Myth 5: One missed payment will permanently destroy your score

A single missed payment is damaging — more damaging than most people expect — but it is not permanent. The credit scoring system is designed to reflect recent behaviour more heavily than older behaviour. A missed payment from four years ago matters less than your repayment record over the past 12 months.

The damage from a missed payment is real and immediate. A payment 30 days late can drop a score by 50–100 points depending on the bureau and your starting score. The drop is larger if your overall history is thin. But the score recovers — typically over 12–24 months of consistent on-time payments following the missed payment.

What is permanent — or at least very long-lived — is a default or settlement. If a loan is written off by the lender or settled for less than the full amount, that record stays on your credit report for seven years and is extremely difficult to recover from because lenders treat settlement as a signal of willingness to not repay in full.

The distinction matters enormously. A missed payment followed by immediate regularisation and consistent repayment thereafter is recoverable. A settlement or write-off is a fundamentally different event with fundamentally different long-term consequences.

Myth 6: Being a loan guarantor does not affect your credit score

This is the myth with the most severe real-world consequences because it causes people to co-sign and guarantee loans without understanding that the loan now appears on their credit report as a liability.

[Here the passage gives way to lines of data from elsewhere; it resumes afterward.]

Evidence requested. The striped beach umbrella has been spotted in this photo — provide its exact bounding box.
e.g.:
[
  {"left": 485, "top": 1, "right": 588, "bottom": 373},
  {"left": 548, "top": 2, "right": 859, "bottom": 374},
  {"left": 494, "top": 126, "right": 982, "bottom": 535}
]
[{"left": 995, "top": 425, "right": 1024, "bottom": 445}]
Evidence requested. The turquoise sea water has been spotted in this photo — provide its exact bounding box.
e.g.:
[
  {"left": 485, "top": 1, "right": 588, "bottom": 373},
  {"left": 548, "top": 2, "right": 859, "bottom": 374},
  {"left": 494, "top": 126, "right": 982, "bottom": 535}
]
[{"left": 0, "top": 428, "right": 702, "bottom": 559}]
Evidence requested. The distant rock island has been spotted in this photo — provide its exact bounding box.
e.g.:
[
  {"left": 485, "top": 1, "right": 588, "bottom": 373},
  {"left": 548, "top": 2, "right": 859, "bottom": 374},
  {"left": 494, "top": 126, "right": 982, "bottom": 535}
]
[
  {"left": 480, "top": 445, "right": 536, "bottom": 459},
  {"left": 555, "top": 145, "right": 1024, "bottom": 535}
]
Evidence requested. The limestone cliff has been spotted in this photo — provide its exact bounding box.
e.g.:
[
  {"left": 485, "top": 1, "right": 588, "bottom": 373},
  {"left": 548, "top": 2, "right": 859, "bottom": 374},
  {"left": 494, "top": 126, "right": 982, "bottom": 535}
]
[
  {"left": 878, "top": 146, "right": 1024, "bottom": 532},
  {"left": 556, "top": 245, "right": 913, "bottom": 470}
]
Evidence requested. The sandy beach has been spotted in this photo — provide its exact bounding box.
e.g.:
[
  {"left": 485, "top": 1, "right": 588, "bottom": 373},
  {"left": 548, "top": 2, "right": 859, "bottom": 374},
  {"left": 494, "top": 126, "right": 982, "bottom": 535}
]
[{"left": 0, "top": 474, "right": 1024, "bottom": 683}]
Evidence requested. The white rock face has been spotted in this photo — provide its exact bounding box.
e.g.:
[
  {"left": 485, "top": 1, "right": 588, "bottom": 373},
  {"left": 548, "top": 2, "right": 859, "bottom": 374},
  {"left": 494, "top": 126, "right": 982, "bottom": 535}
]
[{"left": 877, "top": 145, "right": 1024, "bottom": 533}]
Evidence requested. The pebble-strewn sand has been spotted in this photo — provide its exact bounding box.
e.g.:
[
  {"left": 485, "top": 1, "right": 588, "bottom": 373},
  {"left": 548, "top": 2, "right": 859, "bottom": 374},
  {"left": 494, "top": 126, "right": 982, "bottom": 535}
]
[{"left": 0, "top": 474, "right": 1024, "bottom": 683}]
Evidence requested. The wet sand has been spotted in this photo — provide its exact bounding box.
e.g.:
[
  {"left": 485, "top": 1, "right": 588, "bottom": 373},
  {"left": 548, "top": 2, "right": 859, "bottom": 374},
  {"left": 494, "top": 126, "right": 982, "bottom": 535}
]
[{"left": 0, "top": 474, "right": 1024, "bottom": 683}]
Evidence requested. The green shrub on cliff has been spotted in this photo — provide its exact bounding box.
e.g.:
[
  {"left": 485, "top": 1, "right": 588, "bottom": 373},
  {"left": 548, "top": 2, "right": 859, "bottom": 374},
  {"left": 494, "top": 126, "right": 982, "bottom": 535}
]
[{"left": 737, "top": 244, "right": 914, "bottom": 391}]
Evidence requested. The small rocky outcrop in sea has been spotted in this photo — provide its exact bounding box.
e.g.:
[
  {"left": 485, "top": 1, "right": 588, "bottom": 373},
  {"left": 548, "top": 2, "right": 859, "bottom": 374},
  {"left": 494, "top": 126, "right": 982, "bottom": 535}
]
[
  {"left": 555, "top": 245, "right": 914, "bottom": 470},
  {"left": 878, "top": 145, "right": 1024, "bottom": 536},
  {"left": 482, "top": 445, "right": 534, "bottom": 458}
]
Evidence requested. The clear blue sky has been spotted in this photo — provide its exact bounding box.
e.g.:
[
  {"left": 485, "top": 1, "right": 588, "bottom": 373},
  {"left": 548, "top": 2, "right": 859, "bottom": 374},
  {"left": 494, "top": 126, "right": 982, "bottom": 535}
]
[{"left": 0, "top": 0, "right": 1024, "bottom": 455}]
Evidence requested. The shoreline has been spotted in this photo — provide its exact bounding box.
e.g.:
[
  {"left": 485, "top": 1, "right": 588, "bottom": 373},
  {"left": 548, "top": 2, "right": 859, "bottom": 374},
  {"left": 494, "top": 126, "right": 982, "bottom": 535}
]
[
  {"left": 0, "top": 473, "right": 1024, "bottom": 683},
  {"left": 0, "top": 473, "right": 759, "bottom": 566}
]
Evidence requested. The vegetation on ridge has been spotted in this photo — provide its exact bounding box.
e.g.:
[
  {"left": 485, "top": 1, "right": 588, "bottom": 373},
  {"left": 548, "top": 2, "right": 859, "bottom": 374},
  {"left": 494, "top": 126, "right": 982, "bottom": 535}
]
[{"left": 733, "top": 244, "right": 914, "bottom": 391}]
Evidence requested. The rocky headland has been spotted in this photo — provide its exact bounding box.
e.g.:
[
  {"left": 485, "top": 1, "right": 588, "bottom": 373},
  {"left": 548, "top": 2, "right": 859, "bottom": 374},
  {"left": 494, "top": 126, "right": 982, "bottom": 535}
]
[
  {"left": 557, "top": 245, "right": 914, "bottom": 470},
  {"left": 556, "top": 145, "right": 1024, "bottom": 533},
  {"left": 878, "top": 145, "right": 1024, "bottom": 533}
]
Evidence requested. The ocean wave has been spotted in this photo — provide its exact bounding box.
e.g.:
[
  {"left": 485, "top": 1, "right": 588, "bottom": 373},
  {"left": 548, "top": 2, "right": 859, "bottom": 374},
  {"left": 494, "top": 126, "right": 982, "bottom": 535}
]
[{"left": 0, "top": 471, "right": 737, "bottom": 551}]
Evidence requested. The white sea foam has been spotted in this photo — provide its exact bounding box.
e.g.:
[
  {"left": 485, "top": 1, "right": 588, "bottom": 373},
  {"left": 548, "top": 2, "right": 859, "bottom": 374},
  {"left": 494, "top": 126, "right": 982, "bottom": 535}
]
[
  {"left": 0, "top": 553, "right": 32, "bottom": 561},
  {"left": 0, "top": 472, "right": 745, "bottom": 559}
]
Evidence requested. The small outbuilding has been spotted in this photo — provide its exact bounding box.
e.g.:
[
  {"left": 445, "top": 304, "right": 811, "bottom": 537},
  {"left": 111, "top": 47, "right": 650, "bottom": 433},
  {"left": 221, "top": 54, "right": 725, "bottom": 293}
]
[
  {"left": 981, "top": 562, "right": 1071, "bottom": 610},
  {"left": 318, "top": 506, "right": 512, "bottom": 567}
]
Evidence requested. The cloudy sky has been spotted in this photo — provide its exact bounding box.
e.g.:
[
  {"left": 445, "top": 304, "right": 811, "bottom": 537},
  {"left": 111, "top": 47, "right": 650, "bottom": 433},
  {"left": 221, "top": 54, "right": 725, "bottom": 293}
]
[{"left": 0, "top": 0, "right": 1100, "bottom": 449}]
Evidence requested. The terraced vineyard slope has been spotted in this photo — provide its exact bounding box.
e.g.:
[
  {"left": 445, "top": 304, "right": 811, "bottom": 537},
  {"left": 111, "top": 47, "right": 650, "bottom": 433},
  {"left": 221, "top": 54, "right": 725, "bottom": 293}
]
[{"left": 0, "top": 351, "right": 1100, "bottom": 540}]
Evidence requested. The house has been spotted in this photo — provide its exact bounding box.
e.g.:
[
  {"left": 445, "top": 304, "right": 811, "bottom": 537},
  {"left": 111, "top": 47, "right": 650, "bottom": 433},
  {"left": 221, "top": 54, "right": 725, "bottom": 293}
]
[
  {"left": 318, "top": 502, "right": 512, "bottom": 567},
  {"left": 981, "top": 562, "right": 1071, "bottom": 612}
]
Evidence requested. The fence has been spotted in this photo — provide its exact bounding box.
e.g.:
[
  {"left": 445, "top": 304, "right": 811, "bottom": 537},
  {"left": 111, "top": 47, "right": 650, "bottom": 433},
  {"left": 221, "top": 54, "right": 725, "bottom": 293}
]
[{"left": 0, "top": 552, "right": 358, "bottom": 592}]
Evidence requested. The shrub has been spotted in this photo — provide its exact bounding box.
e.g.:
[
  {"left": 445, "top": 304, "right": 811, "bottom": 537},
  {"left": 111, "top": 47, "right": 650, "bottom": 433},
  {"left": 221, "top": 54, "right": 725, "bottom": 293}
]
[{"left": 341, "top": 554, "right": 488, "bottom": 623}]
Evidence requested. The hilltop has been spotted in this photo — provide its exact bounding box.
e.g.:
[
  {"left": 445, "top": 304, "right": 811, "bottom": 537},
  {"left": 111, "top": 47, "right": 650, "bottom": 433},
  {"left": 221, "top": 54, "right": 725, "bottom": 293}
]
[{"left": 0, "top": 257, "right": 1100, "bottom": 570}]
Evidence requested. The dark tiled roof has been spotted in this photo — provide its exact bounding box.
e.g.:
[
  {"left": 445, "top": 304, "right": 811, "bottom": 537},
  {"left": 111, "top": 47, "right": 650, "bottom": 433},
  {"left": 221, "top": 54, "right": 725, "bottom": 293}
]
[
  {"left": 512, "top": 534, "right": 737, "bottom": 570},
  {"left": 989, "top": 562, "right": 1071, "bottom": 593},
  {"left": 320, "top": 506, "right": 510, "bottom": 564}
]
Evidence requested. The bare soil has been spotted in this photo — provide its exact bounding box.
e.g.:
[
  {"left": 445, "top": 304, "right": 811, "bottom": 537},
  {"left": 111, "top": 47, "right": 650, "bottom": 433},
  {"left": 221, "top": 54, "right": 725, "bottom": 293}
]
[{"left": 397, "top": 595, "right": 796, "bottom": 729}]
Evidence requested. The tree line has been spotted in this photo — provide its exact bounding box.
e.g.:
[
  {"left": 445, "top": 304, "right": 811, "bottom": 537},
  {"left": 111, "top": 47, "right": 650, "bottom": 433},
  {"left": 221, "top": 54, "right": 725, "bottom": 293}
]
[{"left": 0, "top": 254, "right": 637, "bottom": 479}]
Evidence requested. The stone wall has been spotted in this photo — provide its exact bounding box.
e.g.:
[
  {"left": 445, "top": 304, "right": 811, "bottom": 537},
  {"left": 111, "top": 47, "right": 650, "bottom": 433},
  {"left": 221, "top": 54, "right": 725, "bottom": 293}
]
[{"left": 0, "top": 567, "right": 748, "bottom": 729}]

When you become a guarantor for someone else’s loan, that loan is reflected in your credit profile. If the primary borrower misses payments, those missed payments affect your score exactly as if you had missed them yourself. If the borrower defaults, you are legally liable for the full outstanding amount — and the default appears on your credit report as your own.

The practical implications are significant. A person who has guaranteed a sibling’s home loan and is now applying for their own home loan may find their eligibility reduced because the guaranteed loan counts as an existing liability in their debt-to-income calculation. If the sibling is struggling with repayments, the guarantor’s credit score is deteriorating in real time without their active knowledge.

Guaranteeing a loan for a family member is a financial decision with direct credit consequences. It should be treated as such — which means checking the primary borrower’s repayment behaviour regularly, understanding your legal exposure, and factoring the guaranteed liability into your own financial planning.

What actually builds a strong credit score

The factors that genuinely improve a credit score are fewer and simpler than the mythology suggests. Pay every credit card bill and loan EMI on the due date, every month, without exception — repayment history is the single largest component of the score. Keep credit utilisation below 30% of your total available limit — below 10% is even better. Maintain old accounts in good standing rather than closing them. Avoid applying for multiple credit products simultaneously. Check your credit report annually for errors and dispute them immediately when found.

That is the entire playbook. It is unglamorous, it requires patience, and it works with a reliability that no credit score hack or shortcut can match.

The three-digit number that determines the interest rate on your home loan, your ability to rent an apartment, and increasingly your professional opportunities in finance deserves to be understood accurately — not managed on the basis of myths that make it worse.

This article is for informational purposes only and does not constitute financial advice. Please consult a qualified financial advisor for guidance specific to your situation.